The most common collection management mistake made by art collectors is failing to keep good records. That is the view of art recovery, security and protection expert Robert Wittman. Formerly the founder and head of the FBI’s art recovery team, Wittman often sees collectors struggle to recoup their losses after a theft due to poor record keeping.
“It’s understandable: collectors are typically doing many different things at one time, and it’s hard to stay intent on chasing the deal while also remembering that record management is something that will matter further down the road,” he says.
Wittman aims to ease the process by keeping all the paperwork and record for his clients, but there are some simple steps that every collector can take to ensure that everything is in order.
“The most proactive thing you can do is to take good photographs of the painting both front and back – because the back of the painting can have as much information as the front,” he says. “Generally thieves don’t cut the pieces out of frames – they take the whole thing – so the back of the frame has as much info on identification as the painting does.
“If it’s a multiple – a vase or a sculpture, for example – then try to home in on something about it that is specific or unique to that specific piece.

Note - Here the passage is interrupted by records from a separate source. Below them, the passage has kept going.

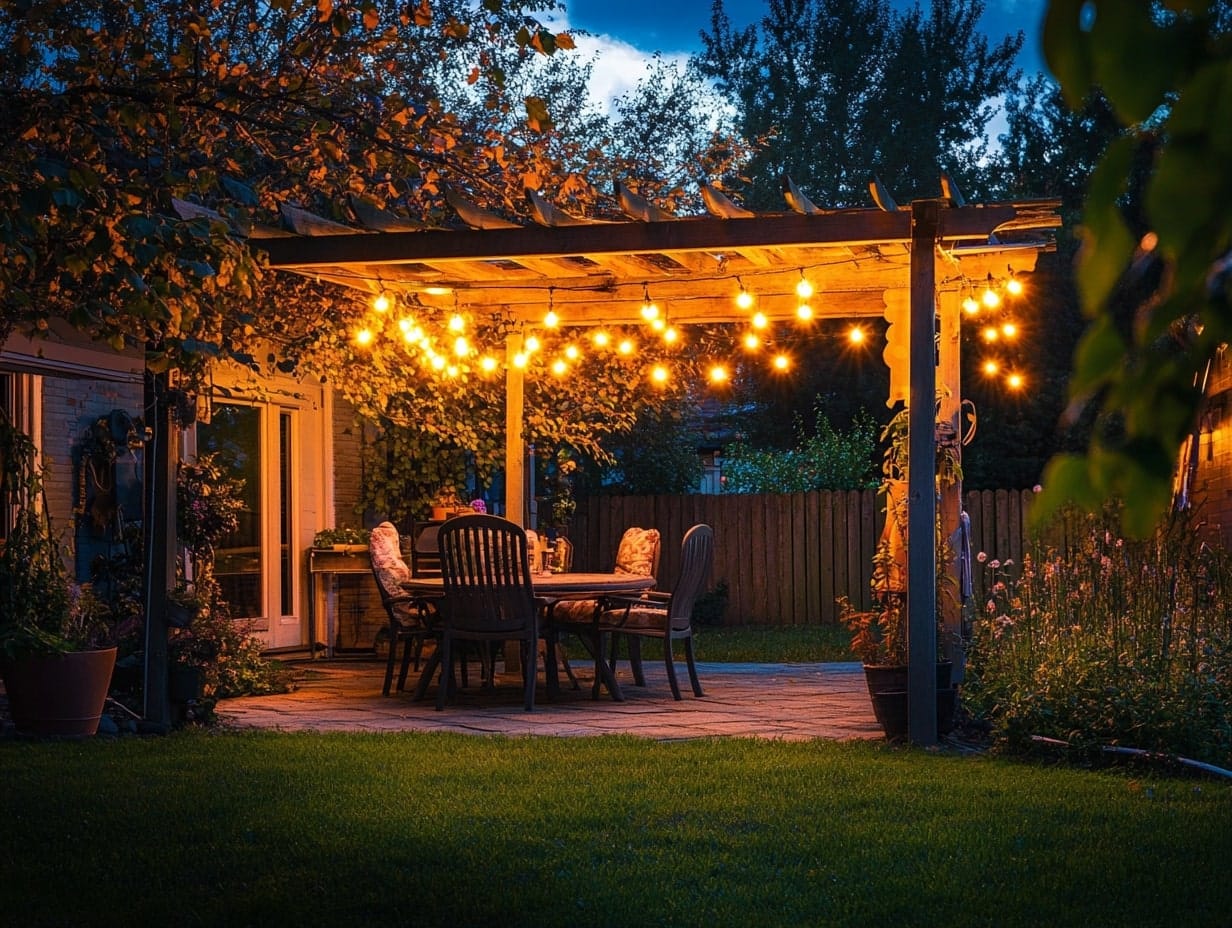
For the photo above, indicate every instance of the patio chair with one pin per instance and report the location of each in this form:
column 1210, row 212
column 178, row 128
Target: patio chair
column 637, row 553
column 409, row 615
column 488, row 594
column 663, row 615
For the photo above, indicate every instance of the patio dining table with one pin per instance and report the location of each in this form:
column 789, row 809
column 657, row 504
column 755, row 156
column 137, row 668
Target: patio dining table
column 552, row 588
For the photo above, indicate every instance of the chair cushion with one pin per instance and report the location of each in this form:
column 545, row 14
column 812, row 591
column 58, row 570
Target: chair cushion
column 386, row 557
column 637, row 551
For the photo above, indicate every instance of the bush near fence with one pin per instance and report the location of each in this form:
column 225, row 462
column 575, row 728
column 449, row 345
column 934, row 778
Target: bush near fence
column 785, row 557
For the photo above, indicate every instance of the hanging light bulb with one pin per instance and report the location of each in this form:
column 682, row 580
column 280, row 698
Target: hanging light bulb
column 743, row 298
column 991, row 297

If it’s a print, for instance, then make sure you take a picture of the numbers and the signature as well. Focus on the things that make it unique, because if you’re not able to identify your property, you’re not going to be able to get it back.”
The other common mistake made by collectors is failing to install proper security in their homes. Wittman stresses that it is important to consider not just your ground floor but also your upper floors, because this is often where thieves gain access.
“No one wants to pay for the security cameras. It’s not as sexy as having your name on a Jackson Pollock but the point is that if you want to keep that painting, you need the security. A lack of security is the reason why there’s so much theft: there are estimates that the illicit cultural property market around the world is worth $6bn a year.”
Wittman says there are three parts to good security: first, there are devices such as motion detectors and cameras. Then there are procedures: it is no good having a state-of-the-art alarm system and nobody turns it on at night. Finally, you need to have the human resources to manage the security procedures.
“If you have that, you may have an adequate security system. If you don’t have all those three elements, you have a system that could be infiltrated.”